The Pentagon, obviously, had the opportunity to balk at the Administrations new interrogation rules.  But like the Administration, some Pentagon officials chose to play fast and loose with the law and work on deniability and obfuscation instead.  From Brian Buetler in the American Prospect:
On November 4, 2002, Sam McCahon, chief legal adviser to the Defense Department's Criminal Investigation Task Force, raised objections to a legal opinion authored by Lieutenant Colonel Diane Beaver of the Army's Judge Advocate General Corps that greenlighted a number of controversial interrogation tactics. In a memo to CITF Commander Brittain Mallow, McCahon wrote: "Any policy decision to use [techniques that could violate the Constitution's prohibition on cruel and unusual punishment] will be contrary to my recommendation."

"Nonetheless," McCahon went on, "if the application of the requested measures is approved, I recommend the following actions to mitigate the adverse impact on the CITF."

McCahon suggested first that detainees subjected to harsh treatment be interrogated at a facility other than Guantanamo.

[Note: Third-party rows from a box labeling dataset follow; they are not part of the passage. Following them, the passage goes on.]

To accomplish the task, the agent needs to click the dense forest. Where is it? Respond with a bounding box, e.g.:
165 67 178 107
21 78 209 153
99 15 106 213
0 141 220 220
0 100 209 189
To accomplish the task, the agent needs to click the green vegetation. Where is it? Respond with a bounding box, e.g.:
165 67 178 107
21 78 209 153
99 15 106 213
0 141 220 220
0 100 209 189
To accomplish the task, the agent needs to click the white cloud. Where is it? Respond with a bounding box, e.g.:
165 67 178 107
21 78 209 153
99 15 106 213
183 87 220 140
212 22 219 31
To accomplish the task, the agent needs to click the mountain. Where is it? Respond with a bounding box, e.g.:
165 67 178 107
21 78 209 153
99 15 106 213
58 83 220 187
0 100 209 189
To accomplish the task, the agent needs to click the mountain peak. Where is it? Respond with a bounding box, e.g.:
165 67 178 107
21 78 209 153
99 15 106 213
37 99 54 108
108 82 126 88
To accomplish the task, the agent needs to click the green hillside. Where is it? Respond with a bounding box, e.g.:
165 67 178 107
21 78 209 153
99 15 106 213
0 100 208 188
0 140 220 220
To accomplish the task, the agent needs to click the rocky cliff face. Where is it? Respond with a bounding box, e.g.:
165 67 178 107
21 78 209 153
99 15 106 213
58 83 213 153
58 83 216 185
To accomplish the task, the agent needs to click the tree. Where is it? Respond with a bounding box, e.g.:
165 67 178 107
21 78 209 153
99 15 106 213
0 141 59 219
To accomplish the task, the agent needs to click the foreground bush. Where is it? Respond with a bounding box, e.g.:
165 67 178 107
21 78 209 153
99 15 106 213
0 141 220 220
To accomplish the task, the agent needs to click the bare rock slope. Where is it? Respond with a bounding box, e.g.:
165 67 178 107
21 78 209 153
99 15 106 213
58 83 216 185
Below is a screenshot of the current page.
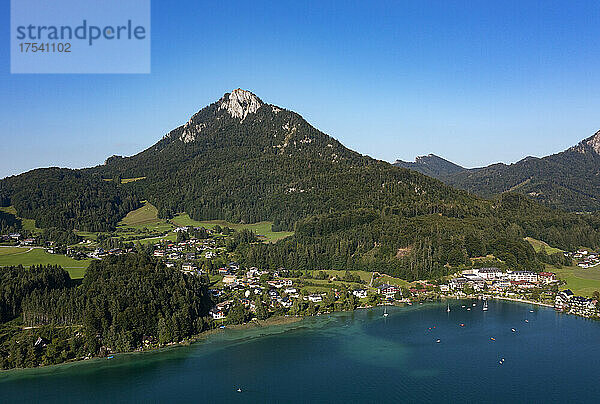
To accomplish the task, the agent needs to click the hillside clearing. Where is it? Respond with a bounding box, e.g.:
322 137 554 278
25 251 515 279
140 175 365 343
547 265 600 297
171 213 294 243
0 247 91 279
525 237 563 255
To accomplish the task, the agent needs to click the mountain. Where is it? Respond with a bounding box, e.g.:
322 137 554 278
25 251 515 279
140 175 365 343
404 131 600 212
0 89 600 279
394 154 466 178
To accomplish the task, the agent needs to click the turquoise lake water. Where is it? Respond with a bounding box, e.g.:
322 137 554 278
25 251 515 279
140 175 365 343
0 301 600 403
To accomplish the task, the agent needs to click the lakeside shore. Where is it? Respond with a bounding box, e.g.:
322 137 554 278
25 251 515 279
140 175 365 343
491 296 554 309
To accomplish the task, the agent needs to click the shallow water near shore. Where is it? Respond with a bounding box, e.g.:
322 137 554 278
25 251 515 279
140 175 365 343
0 301 600 403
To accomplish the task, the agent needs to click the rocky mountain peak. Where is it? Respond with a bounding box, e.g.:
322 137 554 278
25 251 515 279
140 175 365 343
219 88 264 122
583 130 600 154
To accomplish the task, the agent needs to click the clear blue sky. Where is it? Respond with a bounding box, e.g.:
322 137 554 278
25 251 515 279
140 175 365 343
0 0 600 177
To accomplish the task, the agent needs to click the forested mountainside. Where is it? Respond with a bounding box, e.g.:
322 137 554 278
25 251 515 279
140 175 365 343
0 254 212 369
0 167 140 231
0 89 600 279
396 132 600 212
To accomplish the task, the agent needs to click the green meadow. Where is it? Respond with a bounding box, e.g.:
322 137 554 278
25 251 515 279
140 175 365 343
525 237 563 255
0 247 91 279
547 265 600 297
171 213 294 243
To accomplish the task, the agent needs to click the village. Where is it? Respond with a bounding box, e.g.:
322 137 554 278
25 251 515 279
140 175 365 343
2 226 600 321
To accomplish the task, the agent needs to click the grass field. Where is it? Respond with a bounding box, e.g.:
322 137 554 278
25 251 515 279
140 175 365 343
310 269 372 285
547 266 600 297
121 177 146 184
0 247 91 279
525 237 563 255
171 213 294 243
0 206 42 233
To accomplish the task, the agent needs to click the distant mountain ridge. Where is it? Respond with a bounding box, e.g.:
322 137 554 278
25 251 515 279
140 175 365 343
393 154 466 178
0 89 600 279
402 131 600 212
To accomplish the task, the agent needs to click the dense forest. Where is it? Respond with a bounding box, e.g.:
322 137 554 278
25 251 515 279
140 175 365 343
0 168 141 231
0 254 212 368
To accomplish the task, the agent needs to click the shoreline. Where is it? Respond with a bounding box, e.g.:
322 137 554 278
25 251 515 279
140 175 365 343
0 296 554 375
492 296 554 309
0 316 305 376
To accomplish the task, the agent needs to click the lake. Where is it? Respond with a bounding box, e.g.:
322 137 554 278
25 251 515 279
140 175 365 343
0 301 600 403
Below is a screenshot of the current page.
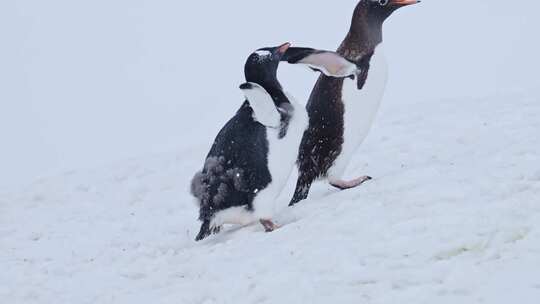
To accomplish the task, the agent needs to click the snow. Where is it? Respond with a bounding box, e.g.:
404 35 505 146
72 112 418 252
0 91 540 304
0 0 540 304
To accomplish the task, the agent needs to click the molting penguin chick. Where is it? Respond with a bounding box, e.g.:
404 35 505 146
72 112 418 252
285 0 420 205
191 43 362 241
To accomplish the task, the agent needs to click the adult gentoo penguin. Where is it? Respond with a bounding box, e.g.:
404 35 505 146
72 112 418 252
286 0 420 205
191 43 357 241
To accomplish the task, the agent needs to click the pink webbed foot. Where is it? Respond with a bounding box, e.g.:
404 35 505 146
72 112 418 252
330 176 373 190
260 220 279 232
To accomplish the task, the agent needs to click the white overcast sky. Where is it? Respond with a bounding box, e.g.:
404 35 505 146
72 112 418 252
0 0 540 189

In addition, though, he recommended that those selected for harsh interrogations "not be a (sic) considered for referral to the Military Commission" in order to "reduce the risk that the more aggressive techniques used against a few detainees [will] be revealed." His last request was that "CITF personnel should not participate in aggressive techniques... [to] preserve the integrity of our investigations [and] insulate CITF personnel from potential administrative or criminal liability."

The goal, in other words, was to keep blood off CITF's hands.
None are what you might call profiles in courage.  All seemed to understand they were steaming ahead, in violation of that law.  It just wasn't all that important to them.  It wasn't about how to legally engage in a new kind of fight with a new kind of enemy.  It was, instead, all about how to keep from being held accountable for breaking the law..

One can't help but wonder how much safer would we be had Addington, Yoo, Bybee, McCahon and the rest expended even half as much effort developing strategies on how to win this war on terror as they did developing strategies on how to avoid getting caught.